Background

Karrikins (KARs) are butenolide compounds found in smoke that stimulate seed germination and enhance seedling photomorphogenesis of Arabidopsis thaliana (Flematti, 2004; Nelson et al., 2009, 2010 and 2012). KAR responses in Arabidopsis require the α/β-hydrolase KARRIKIN INSENSITIVE2/HYPOSENSITIVE TO LIGHT (KAI2/HTL) (Sun and Ni, 2011; Waters et al., 2012). KAI2 can bind KAR₁ in vitro and is thought to function as a KAR receptor (Guo et al., 2013). KAI2 works with the F-box protein MORE AXILLARY GROWTH2 (MAX2) to mediate KAR responses, likely through polyubiquitination and degradation of SUPPRESSOR OF MAX2 1 (SMAX1) (Nelson et al., 2011; Stanga et al., 2013; Waters et al., 2017). This signaling mechanism is highly similar to that of the plant hormone strigolactone (SL). In SL signaling, DWARF14 (D14)/DECREASED APICAL DOMINANCE2 (DAD2), which is an ancient paralog of KAI2, works with MAX2 to target a subset of SMAX1-LIKE proteins for degradation (Hamiaux et al., 2012; Waters et al., 2012; Jiang et al., 2013; Zhou et al., 2013; Soundappan et al., 2015; Wang et al., 2015). Interestingly, KAI2 and D14 are both responsive to rac-GR24, a commonly used racemate of synthetic SL analogs. However, they show different preferences for the two enantiomers in this mixture, only one of which has a stereochemical configuration that mimics natural SLs (Scaffidi et al., 2014; Waters et al., 2015; Flematti et al., 2016).

In addition to mediating KAR responses, there is growing evidence that the primary role of KAI2 is the recognition of an unknown endogenous signal known as KAI2 ligand (KL) (Conn and Nelson, 2015). Identification of KL will require a highly specific assay for the activation of KAI2. Recently, we found evidence that SMAX1 degradation occurs after KAR and rac-GR24 treatment, and this response requires MAX2 and KAI2 (Khosla et al., 2020b). This observation led us to develop a bioassay for SMAX1 degradation that is appealing as a direct and specific readout of KAI2 activation.

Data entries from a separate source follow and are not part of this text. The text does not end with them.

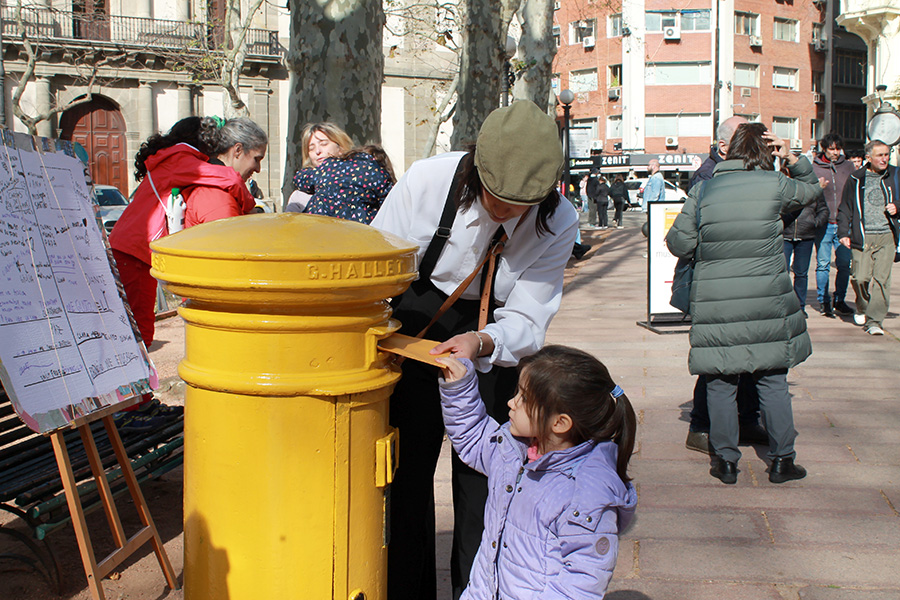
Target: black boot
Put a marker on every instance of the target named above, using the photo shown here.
(783, 469)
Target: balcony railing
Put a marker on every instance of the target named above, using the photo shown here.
(46, 25)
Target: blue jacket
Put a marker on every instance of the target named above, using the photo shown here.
(550, 526)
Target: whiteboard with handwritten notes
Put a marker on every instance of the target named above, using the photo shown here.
(67, 345)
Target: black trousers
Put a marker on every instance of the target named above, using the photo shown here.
(415, 411)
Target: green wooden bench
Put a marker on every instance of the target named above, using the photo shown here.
(31, 489)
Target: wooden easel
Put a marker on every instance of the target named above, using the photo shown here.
(125, 546)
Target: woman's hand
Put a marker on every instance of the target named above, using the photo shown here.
(453, 369)
(780, 148)
(464, 345)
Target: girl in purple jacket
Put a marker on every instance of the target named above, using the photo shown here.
(558, 488)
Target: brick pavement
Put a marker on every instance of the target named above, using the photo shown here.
(834, 535)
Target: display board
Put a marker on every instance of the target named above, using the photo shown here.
(661, 266)
(67, 343)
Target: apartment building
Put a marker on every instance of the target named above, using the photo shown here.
(656, 76)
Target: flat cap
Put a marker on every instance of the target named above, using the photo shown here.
(518, 153)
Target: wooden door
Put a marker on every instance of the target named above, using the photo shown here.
(99, 127)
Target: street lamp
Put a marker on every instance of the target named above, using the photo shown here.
(508, 77)
(566, 97)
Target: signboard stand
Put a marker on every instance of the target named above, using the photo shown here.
(69, 351)
(125, 547)
(662, 317)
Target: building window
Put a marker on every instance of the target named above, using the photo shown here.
(785, 127)
(589, 124)
(818, 79)
(655, 21)
(615, 76)
(815, 126)
(746, 23)
(818, 32)
(614, 26)
(850, 69)
(784, 78)
(746, 75)
(684, 125)
(695, 20)
(849, 122)
(678, 74)
(583, 81)
(614, 127)
(578, 30)
(785, 30)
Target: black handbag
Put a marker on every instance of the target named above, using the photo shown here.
(684, 271)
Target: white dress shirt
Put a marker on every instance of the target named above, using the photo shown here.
(528, 285)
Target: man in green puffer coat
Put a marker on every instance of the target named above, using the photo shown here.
(745, 315)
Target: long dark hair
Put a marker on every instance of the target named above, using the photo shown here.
(187, 130)
(562, 380)
(470, 191)
(749, 145)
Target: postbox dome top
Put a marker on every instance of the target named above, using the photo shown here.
(288, 257)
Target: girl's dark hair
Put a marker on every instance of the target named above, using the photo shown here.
(749, 145)
(376, 152)
(470, 191)
(562, 380)
(184, 131)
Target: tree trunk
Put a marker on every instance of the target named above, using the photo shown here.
(539, 48)
(337, 68)
(480, 67)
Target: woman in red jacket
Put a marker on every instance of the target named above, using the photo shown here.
(210, 162)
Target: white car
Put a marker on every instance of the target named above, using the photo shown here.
(635, 189)
(112, 204)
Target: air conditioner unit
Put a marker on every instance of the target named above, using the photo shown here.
(672, 32)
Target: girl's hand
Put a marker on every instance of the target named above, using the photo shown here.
(453, 370)
(464, 345)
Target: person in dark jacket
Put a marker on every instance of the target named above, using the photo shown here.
(619, 194)
(868, 225)
(745, 317)
(799, 234)
(751, 432)
(832, 169)
(598, 196)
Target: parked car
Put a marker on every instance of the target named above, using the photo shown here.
(635, 189)
(112, 204)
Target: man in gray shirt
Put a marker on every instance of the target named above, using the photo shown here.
(868, 225)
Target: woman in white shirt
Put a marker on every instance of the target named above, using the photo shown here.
(456, 206)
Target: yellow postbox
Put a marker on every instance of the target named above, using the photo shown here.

We generated a series of ratiometric reporter vectors (pRATIO) that can be used to assess protein abundance in vivo by monitoring the relative abundance of two co-expressed fluorescent or bioluminescent reporters, one of which is fused to a target protein of interest (Khosla et al., 2020a). Rather than express a pair of target and reference genes from two promoters on a single vector or two co-transformed vectors, in the pRATIO system the target and reference genes are transcribed on the same mRNA. Importantly, pRATIO vectors can normalize for differences in transformation efficiency or transgene expression across samples by encoding a 2A ribosomal skipping peptide from foot-and-mouth disease virus (FMDV) between the target and reference genes. During translation, the nascent 2A peptide blocks the ribosomal exit channel. This disrupts formation of the bond between the C-terminal Gly and Pro residues of the 2A peptide. Translation can resume on the mRNA, producing two proteins in near stoichiometric ratios (Luke and Ryan, 2018).

Here we present a detailed protocol for using the pRATIO system. As an example, we monitor KAR- and rac-GR24- induced proteolysis of Arabidopsis SMAX1 that has been transiently expressed in Nicotiana benthamiana.